When the dream of a trip to Switzerland started with an idle conversation over a cuppa, the Guiders at 1st Somercotes had no idea that the following two years would morph us into female Richard Bransons (minus the beards!). We also had no idea how much fun we would have, how much we would learn, and how much money we would raise.
Having never done any serious fundraising before, we set a modest target, aiming for enough money to get us to Switzerland. Then we thought we ought to have a couple of days out, so we raised a bit more. Then we asked the Guides what they wanted to do on their trip of a lifetime – and they told us – so we raised a bit more. Then we thought it might be nice to have a few ice creams and a hot chocolate at the top of a mountain. So we raised a bit more…
When the day finally came to press the button on the totalizer, I cannot say that I didn’t cry, as we had raised a grand total of ten thousand pounds! And we really did have the trip of a lifetime.
Now we’re on the other side of the trip, having caught up on sleep, I would like to share our experience of fundraising to help other leaders who might be sat round a kitchen table with a dream and a cuppa.
So, here is the 1st Somercotes fundraising survival guide:
Arm yourselves with a pen, paper and calendar
Plan what you are going to do, and when, as soon as possible. It’s amazing how quickly time passes and you still haven’t made that phone call. Plus, with plenty of notice, there will be more people around to help.
Go for sales patter and a big smile
If you stand behind a stall and let people walk past, they will. If you ask them to buy something, they generally will. Even better, go out and bring them in! This is also a great way to get people talking about Guiding – we always took Guiding postcards with us and gained quite a few new recruits along the way. And the more you smile, the more people give!
People love a tombola. It raised far more money on stalls than anything else we did. Having one made up in a box at the back of the cupboard was also very handy for last minute school fairs, or church open days.
Some big ideas
After the eighth Christmas fayre in three weeks I was ready to donate a hundred pounds just to have a Sunday afternoon to myself! We found that organising one big event was the same amount of effort as organising one small one, but with a better return for your time.
A captive audience
We raised as much in one evening, by inviting the Brownie and Guide parents to an evening of entertainment, as we did in a whole day at a summer gala – but with much less effort. Once the parents were through the door, they stayed and spent money.
Motivate your Guides
It’s their trip so let them put in the effort. Of course we know that teenagers sometimes need more immediate gratification, so we ran the ‘Apprentice Challenge’ with prizes for entrepreneurial flair as well as the most money raised. The sponsored walk was also surprisingly lucrative.

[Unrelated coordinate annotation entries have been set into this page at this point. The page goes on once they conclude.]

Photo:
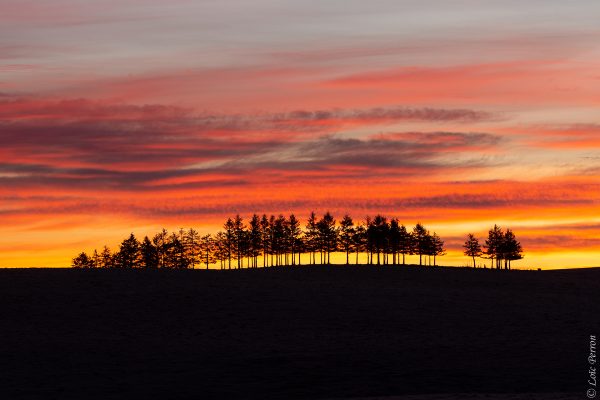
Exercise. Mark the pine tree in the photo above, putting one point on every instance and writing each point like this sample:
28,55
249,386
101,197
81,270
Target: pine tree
149,256
347,232
129,253
472,248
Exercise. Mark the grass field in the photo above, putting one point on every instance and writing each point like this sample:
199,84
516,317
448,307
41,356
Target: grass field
319,332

Shameless cheek (and a really persuasive letter!)
Ask people for money. And if not money, things! We got donations from lots of local businesses for our Grand Prize Draw, which also made us feel more like part of the community. We asked for money from larger local companies, the parish council, the district council, the round table, the freemasons, the rotary club….you name it, we asked them! We didn’t always get it, but you never know until you ask.
A great letter will help with doing all this asking, plus you can often use the things you write in the letter as a starting point for filling in grant applications. There is some excellent guidance on writing letters on the Girlguiding fundraising web pages.
Fantastic for sharing ideas with other Guiders, it’s amazing how many companies have funds for local communities once you start looking at their corporate webpages…
I would be lying if I told you that we didn’t get stressed, disheartened and fed up during our eighteen months of fundraising. However, one phone call or a group hug and we were back to our normal overexcited selves!
Don’t forget why you are making all this effort. The smiles on the girls’ faces the whole week through made every penny we raised more than worth it. In fact, it was absolutely priceless.